One of the reasons the book’s gained such attention is because, at least from the outside, it seems like there’s been this swell in ranks of white supremacists, of “white pride” groups. Have you heard from any in that cohort, or from anyone who’s gotten out of the movement like you did?
I’ve gotten dozens and dozens of emails from people who either said, “I read your book,” “I heard about your book,” “I got out of the movement on my own years ago and didn’t realize there was anyone else like me.” I’ve gotten emails from people who said, “What you said, what you believe, is what I believe now, and now I realize that maybe I’m not looking at it the right way, and I could use some help or someone to talk to.” And I’ve also gotten emails from parents or friends of people or loved ones that say, “I know somebody who went through what you went through, and I think it’s what my son or daughter or friend or coworker is going through, and now I have a new approach with them, because I care about them and don’t want to lose them.”
I also get thousands of emails from people who may not go through something like that, but say that “I used to hate people like you, but now I know that maybe that would push them further down that road, and I want to show them some compassion.” Although I also get those emails that call me a “Jew-lover” and a “race traitor,” so, you know.
If it’s any consolation, I get those emails too.
You’re a journalist, so I’m sure you do, man.
So the book is out, you’ve already helped get Life After Hate off the ground — what’s next?
I’ve been pursuing this global intervention network, been traveling the world, speaking, meeting nonprofits to help people disengage. I’m very passionate about creating a larger collaborative platform, helping serve people more — and not just about the far-right. I’ve spoken to Muslim groups in Norway, Syrian groups in Stockholm, all over the world. It isn’t specific to a far-right problem. It’s a kind of a vicious cycle — and unfortunately we’re now developing this attitude in society where we’re trying to counter it sometimes in language and actions that even unknowingly help it grow.
Turning back to the U.S., it seems like everything changed in 2016 — or maybe didn’t change, per se, so much as this world came rushing out that we’d ignored for years. How do you see 2016, the discourse surrounding the election, the types of groups that gained all this prominence over the past two years?
It’s as if we lifted up a rock in the park and recognized that there are all sorts of creatures crawling underneath.

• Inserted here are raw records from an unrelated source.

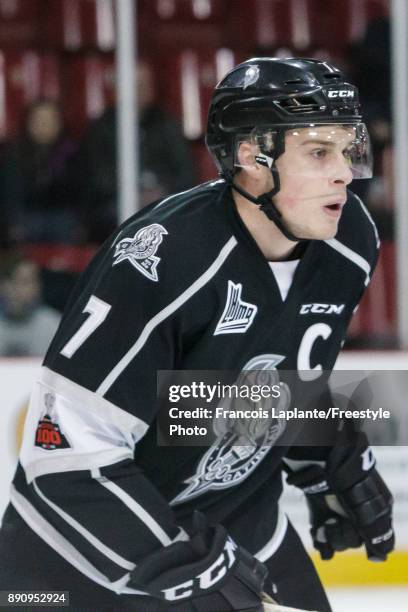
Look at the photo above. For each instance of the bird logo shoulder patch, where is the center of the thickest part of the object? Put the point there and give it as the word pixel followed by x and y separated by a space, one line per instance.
pixel 141 250
pixel 238 315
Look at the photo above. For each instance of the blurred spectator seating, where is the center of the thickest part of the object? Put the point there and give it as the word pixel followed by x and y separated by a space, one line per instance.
pixel 27 325
pixel 165 160
pixel 25 76
pixel 38 179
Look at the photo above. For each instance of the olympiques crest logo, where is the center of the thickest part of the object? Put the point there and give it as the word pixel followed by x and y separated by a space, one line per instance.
pixel 241 445
pixel 140 250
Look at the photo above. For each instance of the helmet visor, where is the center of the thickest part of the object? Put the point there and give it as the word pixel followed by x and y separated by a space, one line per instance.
pixel 315 151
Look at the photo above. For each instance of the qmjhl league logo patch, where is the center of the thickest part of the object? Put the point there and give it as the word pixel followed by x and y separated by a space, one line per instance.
pixel 48 435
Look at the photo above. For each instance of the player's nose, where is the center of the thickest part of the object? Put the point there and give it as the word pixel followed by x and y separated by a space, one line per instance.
pixel 342 172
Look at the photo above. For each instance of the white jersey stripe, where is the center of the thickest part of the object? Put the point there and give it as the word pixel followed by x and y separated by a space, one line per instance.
pixel 352 256
pixel 276 540
pixel 134 506
pixel 163 314
pixel 105 550
pixel 60 545
pixel 100 406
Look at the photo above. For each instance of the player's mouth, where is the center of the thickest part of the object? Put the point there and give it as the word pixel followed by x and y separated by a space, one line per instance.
pixel 334 210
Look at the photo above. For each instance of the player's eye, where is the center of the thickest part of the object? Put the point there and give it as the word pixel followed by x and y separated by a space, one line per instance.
pixel 319 153
pixel 348 154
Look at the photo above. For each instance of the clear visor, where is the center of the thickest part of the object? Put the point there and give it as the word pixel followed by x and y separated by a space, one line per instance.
pixel 316 151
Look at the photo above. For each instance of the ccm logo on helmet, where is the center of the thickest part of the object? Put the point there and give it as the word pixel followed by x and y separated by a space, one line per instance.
pixel 341 93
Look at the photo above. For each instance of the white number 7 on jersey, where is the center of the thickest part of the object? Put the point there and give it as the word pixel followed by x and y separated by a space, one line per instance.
pixel 98 311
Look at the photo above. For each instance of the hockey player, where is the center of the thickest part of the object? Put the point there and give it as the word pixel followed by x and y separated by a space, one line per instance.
pixel 260 270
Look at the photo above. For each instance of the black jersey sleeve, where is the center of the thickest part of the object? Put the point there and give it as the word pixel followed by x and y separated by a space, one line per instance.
pixel 95 398
pixel 78 486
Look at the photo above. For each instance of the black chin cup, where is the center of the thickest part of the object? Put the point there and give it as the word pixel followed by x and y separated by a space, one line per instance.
pixel 267 206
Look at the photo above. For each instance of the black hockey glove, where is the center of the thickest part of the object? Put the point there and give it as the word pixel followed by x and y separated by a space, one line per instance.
pixel 208 572
pixel 348 501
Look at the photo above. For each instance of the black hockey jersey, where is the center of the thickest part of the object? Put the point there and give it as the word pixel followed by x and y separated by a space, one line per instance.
pixel 181 285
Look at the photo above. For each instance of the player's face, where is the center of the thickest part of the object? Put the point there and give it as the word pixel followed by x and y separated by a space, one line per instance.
pixel 314 173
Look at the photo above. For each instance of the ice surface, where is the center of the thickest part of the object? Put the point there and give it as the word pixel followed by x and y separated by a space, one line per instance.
pixel 359 599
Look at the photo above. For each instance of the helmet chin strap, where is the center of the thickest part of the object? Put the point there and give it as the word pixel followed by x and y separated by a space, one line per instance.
pixel 265 201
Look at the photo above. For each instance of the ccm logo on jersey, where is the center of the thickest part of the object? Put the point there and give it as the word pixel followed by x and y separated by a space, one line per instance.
pixel 321 308
pixel 341 93
pixel 207 578
pixel 238 315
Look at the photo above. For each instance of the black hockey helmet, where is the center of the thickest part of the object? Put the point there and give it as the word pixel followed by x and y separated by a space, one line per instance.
pixel 271 95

Just because we couldn’t see them didn’t mean they didn’t exist. The election allowed this light to shine. It’s like we kicked a bucket of gasoline over and ignited all the sparks. We thought we were living in this post-racial society, when in fact we were just closing our eyes and sweeping it under the rug. This is something that always existed, but the election was the kind of rocket fuel that it needed, and talking about anti-immigration, or the wall, or a Muslim ban, these were all things we talked about in the neo-Nazi movement. But now they’ve taken that message and made it more palatable, and are using fear rhetoric to get people to support racist policies.
These groups, they’ve been growing in my lifetime for the last 30 years. And now we have “white nationalism” and the “alt-right” — they’ll call themselves that, but they’re white supremacists. And when we say “alt-right,” we’re using their terms. We used to call ourselves “white pride” back then, because who would have a problem with pride?
But, you know, we had a strategy back then, because we recognized that our edginess, our tattoos, our swastika flags, they were turning people away who we really wanted to recruit. We decided we were going to blend in, that we had to start to normalize ourselves, and go to college, and get jobs in law enforcement, in the military, all these things to sound and act and look like the people we wanted to recruit. And that effort kind of pushed the boulder down the hill.
This interview has been edited and condensed for clarity.